If you’re like many financial planners, you may be reluctant to funnel your time and money into niche marketing. After all, shouldn’t you try to reach as many potential clients as possible with your marketing efforts? Won’t you be missing out on a lot of opportunities when you tailor your message to appeal to a smaller group? Surprisingly, the answer is “no.” In fact, when you cast your net too wide or try to be all things to all people, you’re more likely to fail.
The truth is, focusing on a niche helps you stand out from your competition and eliminates many of the potential objections people have about doing business with you. The key to attracting lots of new clients is to have a marketing message that speaks directly to a specific group.
That said, there are a lot of people out there who might be interested in your financial planning services. How do you narrow your focus and accurately pinpoint which group is best for your business … and vice versa?
First, I recommend starting with your current list of clients. Look for commonalities: whether one group is spending more on your services than another, who you enjoyed working with, and so on. For instance, maybe you notice that a significant portion of your new clients are widows or widowers, or couples who have just had a child. Building on your current strengths is one of the easiest ways to become the predominant expert in a particular area.

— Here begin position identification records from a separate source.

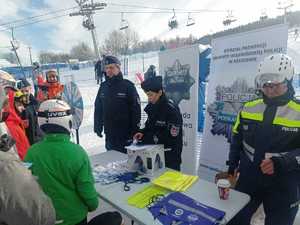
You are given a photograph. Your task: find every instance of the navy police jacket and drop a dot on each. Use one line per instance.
(164, 126)
(268, 128)
(117, 108)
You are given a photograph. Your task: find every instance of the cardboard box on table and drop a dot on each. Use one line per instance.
(146, 158)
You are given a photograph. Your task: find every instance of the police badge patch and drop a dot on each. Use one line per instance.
(174, 131)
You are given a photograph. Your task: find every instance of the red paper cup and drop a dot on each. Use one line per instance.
(223, 188)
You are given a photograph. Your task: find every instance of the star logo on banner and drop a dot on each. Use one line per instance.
(226, 106)
(178, 81)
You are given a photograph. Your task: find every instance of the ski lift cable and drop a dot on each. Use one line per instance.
(37, 16)
(169, 9)
(35, 21)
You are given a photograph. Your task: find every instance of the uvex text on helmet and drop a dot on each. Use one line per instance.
(275, 68)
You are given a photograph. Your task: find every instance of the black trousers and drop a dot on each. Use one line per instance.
(276, 214)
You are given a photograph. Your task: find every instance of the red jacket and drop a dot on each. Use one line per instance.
(16, 128)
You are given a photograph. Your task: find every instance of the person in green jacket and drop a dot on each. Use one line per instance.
(62, 168)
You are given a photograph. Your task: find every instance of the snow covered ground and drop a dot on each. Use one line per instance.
(84, 78)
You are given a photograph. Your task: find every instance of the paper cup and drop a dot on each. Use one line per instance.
(223, 188)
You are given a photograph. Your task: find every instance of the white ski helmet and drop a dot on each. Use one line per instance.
(55, 116)
(6, 80)
(275, 69)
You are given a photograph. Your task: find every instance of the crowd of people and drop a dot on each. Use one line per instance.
(264, 158)
(45, 178)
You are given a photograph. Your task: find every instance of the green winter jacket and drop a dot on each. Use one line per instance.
(64, 173)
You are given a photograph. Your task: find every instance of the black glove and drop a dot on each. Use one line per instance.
(284, 164)
(99, 134)
(6, 142)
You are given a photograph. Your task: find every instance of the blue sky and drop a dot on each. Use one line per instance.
(61, 34)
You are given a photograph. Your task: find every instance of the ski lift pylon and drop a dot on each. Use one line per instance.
(124, 23)
(190, 21)
(229, 19)
(173, 23)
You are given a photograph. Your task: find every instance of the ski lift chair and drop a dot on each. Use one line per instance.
(190, 21)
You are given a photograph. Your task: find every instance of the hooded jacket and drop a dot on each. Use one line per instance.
(21, 199)
(16, 127)
(64, 173)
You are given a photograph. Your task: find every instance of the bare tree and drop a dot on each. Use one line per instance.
(82, 52)
(10, 57)
(120, 42)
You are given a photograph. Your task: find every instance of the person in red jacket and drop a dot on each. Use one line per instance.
(16, 126)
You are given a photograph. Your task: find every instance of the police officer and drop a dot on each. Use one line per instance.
(117, 108)
(164, 123)
(33, 132)
(266, 146)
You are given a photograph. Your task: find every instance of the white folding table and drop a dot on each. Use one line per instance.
(202, 191)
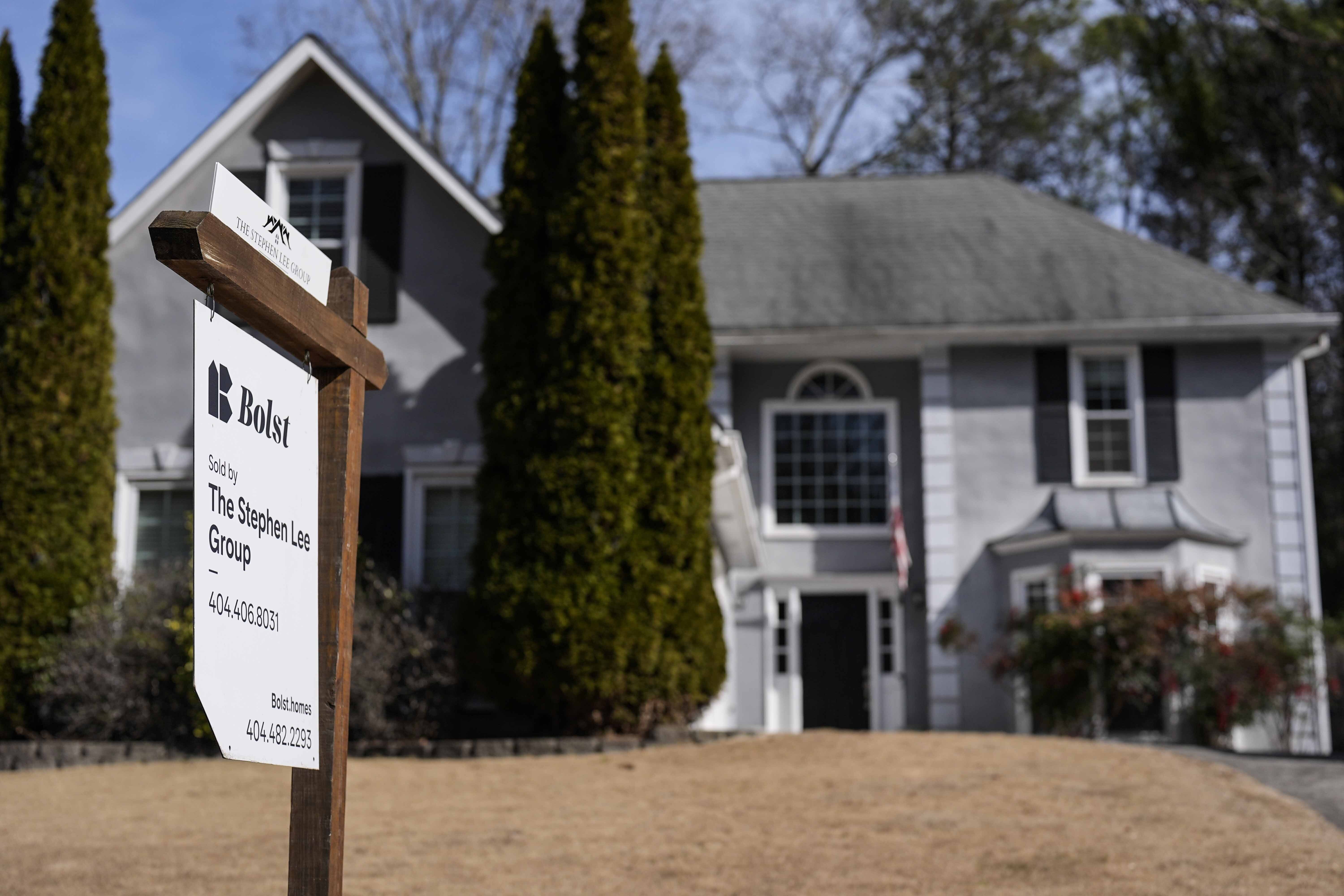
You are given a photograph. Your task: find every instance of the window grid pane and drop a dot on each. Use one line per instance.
(450, 534)
(318, 207)
(1108, 447)
(831, 468)
(162, 527)
(1105, 385)
(1038, 597)
(1109, 425)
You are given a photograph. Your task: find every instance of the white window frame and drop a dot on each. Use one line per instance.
(1079, 417)
(1018, 582)
(822, 531)
(127, 512)
(280, 172)
(417, 481)
(1021, 579)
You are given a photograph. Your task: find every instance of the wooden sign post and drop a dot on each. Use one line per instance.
(209, 254)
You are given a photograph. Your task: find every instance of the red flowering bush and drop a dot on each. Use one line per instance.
(1226, 659)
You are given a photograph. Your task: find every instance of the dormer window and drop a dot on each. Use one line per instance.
(1107, 410)
(829, 457)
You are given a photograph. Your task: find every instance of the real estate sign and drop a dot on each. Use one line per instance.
(256, 546)
(279, 242)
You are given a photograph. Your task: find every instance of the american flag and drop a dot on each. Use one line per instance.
(900, 547)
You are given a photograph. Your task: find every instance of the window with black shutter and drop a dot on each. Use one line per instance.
(1054, 459)
(255, 181)
(381, 238)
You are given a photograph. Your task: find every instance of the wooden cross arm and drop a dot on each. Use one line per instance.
(204, 250)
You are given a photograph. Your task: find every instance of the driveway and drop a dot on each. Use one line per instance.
(1316, 781)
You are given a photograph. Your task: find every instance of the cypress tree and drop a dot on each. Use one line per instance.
(565, 622)
(11, 147)
(57, 414)
(495, 639)
(686, 655)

Once you have an idea of what your general niche market might be, here are five questions to ask yourself:
What Is the Size of the Market?
You don’t want to look back a year down the road and realize that the market isn’t as big as you assumed.
Is the Marketplace Growing or Shrinking?
How many new people are entering the niche who may need your products or services? For instance, if you’re planning on targeting recent college grads, your market isn’t going to disappear anytime soon. But if you target baby boomers, you have to assume that your pool of potential clients will eventually dry up.
Can You Easily Reach Key Decision Makers?
Are there magazines just for the market you are targeting? Associations? Websites? Are there other people selling products or services to this group that you can joint-venture with or rent a mailing list from? This can trip up people who define their niche through attitudes or behaviors such as “I market to people who want to take control of their financial futures.” It’s tougher than you think to find those people.
How Much Money Is Your Niche Able or Willing to Spend?
You can accept as gospel that some of your prospects will think your prices or commissions are too high. In reality, that has more to do with how well you communicate the benefits of your financial planning services, but the market you choose to sell to will also influence how much you can charge.
Is There Potential for Additional Business?
It’s easier to sell something additional to an existing customer than it is to acquire a new customer. Not surprisingly, a niche that will use your services often is far more attractive than one that uses them only occasionally.
And finally, a friendly reminder of what you already know: You need to be aware of any legal or regulatory issues that govern your services or niche market. For example, as a financial planner, compliance issues may limit what you can communicate on websites and in your marketing materials.